So Nokia has dramatically reduced commitment to MeeGo and has cited,
amongst other thinks, MeeGo's inability to deliver a focussed baseline
with sufficient speed. I happen to agree with this failure (and given
Nokia was a significant part of MeeGo's management I don't think
there's a blame issue - more a how do we fix it issue)
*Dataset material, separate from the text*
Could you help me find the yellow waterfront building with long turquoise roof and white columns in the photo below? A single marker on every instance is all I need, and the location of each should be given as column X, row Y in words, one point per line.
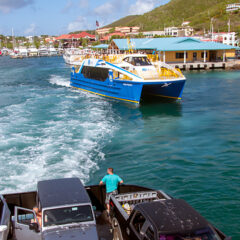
column 178, row 49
Assumptions and observations:
- MeeGo is intended to provide a viable but focussed baseline upon
which vendors can build compliant products; not to be an expansive
and 'complete' linux distribution.
- MeeGo has limited dedicated resourcs and focusing them on a
reduced MeeGo core will improve quality.
- MeeGo's main customers are not end-users - they are device
vendors : they should be the focus of our core engineering team's
design, delivery and QA effort.
- MeeGo core does not appreciate the difficulties a vendor has in
tracking MeeGo;
- A visibly secure development model is important to the perceived
integrity of MeeGo - so visibly restricting write access to the
core is important.
Proposal:
- MeeGo Core is confirmed as not being a linux distribution
- An open MeeGo project (openMeeGo?) is created on the community
infrastructure to provide a reference MeeGo distribution
- Packages not *essential* to the delivery of a compliant MeeGo
Core are moved into the community OBS (emacs, vi etc - maybe even
the reference UXes) where they are available for use by
development teams and end users.
- "openMeeGo" acts as a reference vendor and provides a forum for
reviewing and improving the processes MeeGo uses to communicate
releases
- MeeGo community (which includes core developers) has a
significantly lower barrier to entry.